The shooting occurred Aug. 6 at 12:12 a.m., shortly after a 46-year-old man entered the Chinese Cuisine carryout on Harford Road in Northeast Baltimore, according to charging documents.
Two 17-year-olds entered the store — first one, then the other — with blue bandannas covering parts of their faces, Rallo said in court, describing the video to the judge. They rummaged through the customer’s pockets, held guns pointed at his head and then both shot at him, striking him in the left knee, Rallo said.
“The victim could have lost his life,” the prosecutor said. “There was no need to shoot this victim. There was no need to attack this man.”
Darren Brown, of the 3300 block of Ellerslie Avenue, and David Jefferson, of the 2700 block of Tivoly Avenue, are charged as adults with first-degree attempted murder in the crime — a charge that carries a maximum penalty of life in prison.
Judge Watts ordered the two teens tried as adults, after viewing the video of the crime.
“We have a video of the offense ... a brazen public offense committed in the presence of spectators in a small convenience store,” Watts said. “Onlookers stood by and laughed as this offense was going on.”
Brown’s attorney Lewyn Garrett said his client should be tried as a juvenile, keeping with a recommendation from court medical services.
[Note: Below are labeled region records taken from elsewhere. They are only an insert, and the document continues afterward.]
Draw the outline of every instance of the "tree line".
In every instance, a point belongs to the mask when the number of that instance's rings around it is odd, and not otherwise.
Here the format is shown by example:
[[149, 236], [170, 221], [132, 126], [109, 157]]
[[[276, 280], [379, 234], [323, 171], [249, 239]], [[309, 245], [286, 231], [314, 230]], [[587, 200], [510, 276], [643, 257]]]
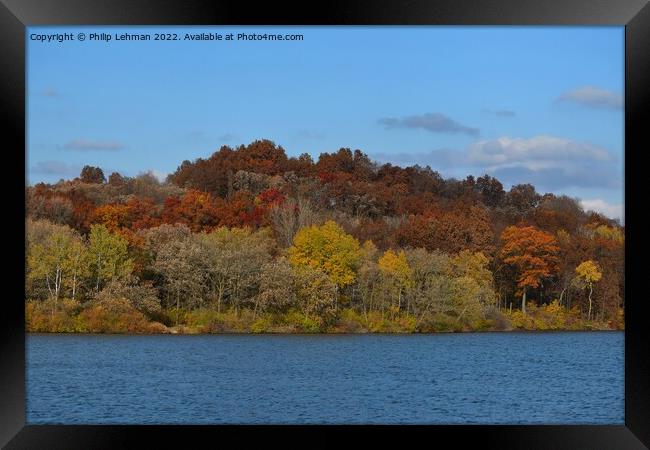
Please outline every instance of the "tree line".
[[535, 327], [542, 313], [622, 326], [624, 228], [489, 175], [255, 141], [165, 182], [86, 166], [26, 191], [26, 300], [52, 317], [73, 304], [168, 326], [197, 311], [318, 330]]

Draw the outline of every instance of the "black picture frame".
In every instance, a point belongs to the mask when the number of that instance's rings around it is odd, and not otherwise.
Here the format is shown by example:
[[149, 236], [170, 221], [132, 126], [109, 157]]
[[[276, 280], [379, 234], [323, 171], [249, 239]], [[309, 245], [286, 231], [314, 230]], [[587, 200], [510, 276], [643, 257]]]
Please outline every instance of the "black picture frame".
[[[643, 297], [647, 246], [636, 198], [643, 201], [643, 151], [650, 149], [645, 128], [650, 123], [650, 5], [644, 0], [493, 0], [303, 2], [302, 6], [266, 2], [252, 6], [235, 1], [129, 0], [1, 0], [3, 124], [5, 165], [14, 228], [24, 233], [25, 158], [25, 27], [32, 25], [620, 25], [625, 26], [625, 425], [620, 426], [37, 426], [25, 425], [24, 247], [17, 239], [6, 255], [5, 282], [12, 291], [3, 303], [0, 356], [0, 445], [6, 448], [187, 448], [197, 438], [224, 445], [227, 438], [247, 444], [252, 432], [262, 439], [286, 434], [278, 442], [340, 445], [350, 431], [364, 439], [396, 438], [402, 445], [424, 439], [429, 445], [474, 442], [481, 448], [641, 449], [650, 447], [650, 356], [647, 300]], [[7, 144], [6, 137], [13, 142]], [[21, 172], [22, 169], [22, 172]], [[15, 193], [14, 193], [15, 192]], [[18, 192], [22, 192], [20, 195]], [[21, 217], [22, 215], [22, 217]], [[4, 222], [3, 221], [3, 222]], [[11, 238], [7, 241], [12, 241]], [[13, 257], [12, 257], [13, 255]], [[647, 266], [647, 264], [645, 264]], [[9, 295], [13, 293], [14, 295]], [[589, 374], [585, 374], [588, 376]], [[543, 380], [531, 380], [543, 383]], [[579, 380], [577, 380], [579, 382]], [[290, 441], [286, 439], [290, 437]], [[284, 440], [284, 442], [283, 442]], [[270, 440], [268, 442], [271, 442]]]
He said Brown suffers from lead poisoning and has a learning disability. He added that his client is 5 feet 9 inches, not 5 feet 6 inches as stated in the police report.
“He’s clearly not 5-foot-6,” Garrett said. “They can’t show a picture of Shaq and say, ‘Well, Darren Brown is Shaq.’ ”
Garrett also complained that prosecutors have not turned over the names of their witnesses to him, calling them “phantom” witnesses.
“Mr. Space Ghost saw Mr. Brown shoot this person,” he said. “Well, I don’t believe there is a Mr. Space Ghost.”
But Rallo argued that Brown’s admitted full-time job — drug-dealing — shows he’s acting as an adult.
“He was selling drugs, making $200 a day,” Rallo said.
The 46-year-old man is undergoing physical therapy and continues to have trouble bending his knee or walking, Rallo said. He is also suffering from post-traumatic stress disorder, according to the prosecutor.
Baltimore Mayor Sheila Dixon first aired concerns about the shooting and the bystanders’ reaction at Wednesday’s meeting of the Baltimore City Criminal Justice Coordinating Council, when she requested a study on the recommendations made to judges by court medical services about whether suspects should be tried as adults or as juveniles.
“Girls standing there. They continued to laugh. Blood’s all over him,” Dixon said. “People come back in and get their orders. It’s like business as usual. Clearly ... we have some very mentally disturbed individuals in the city.”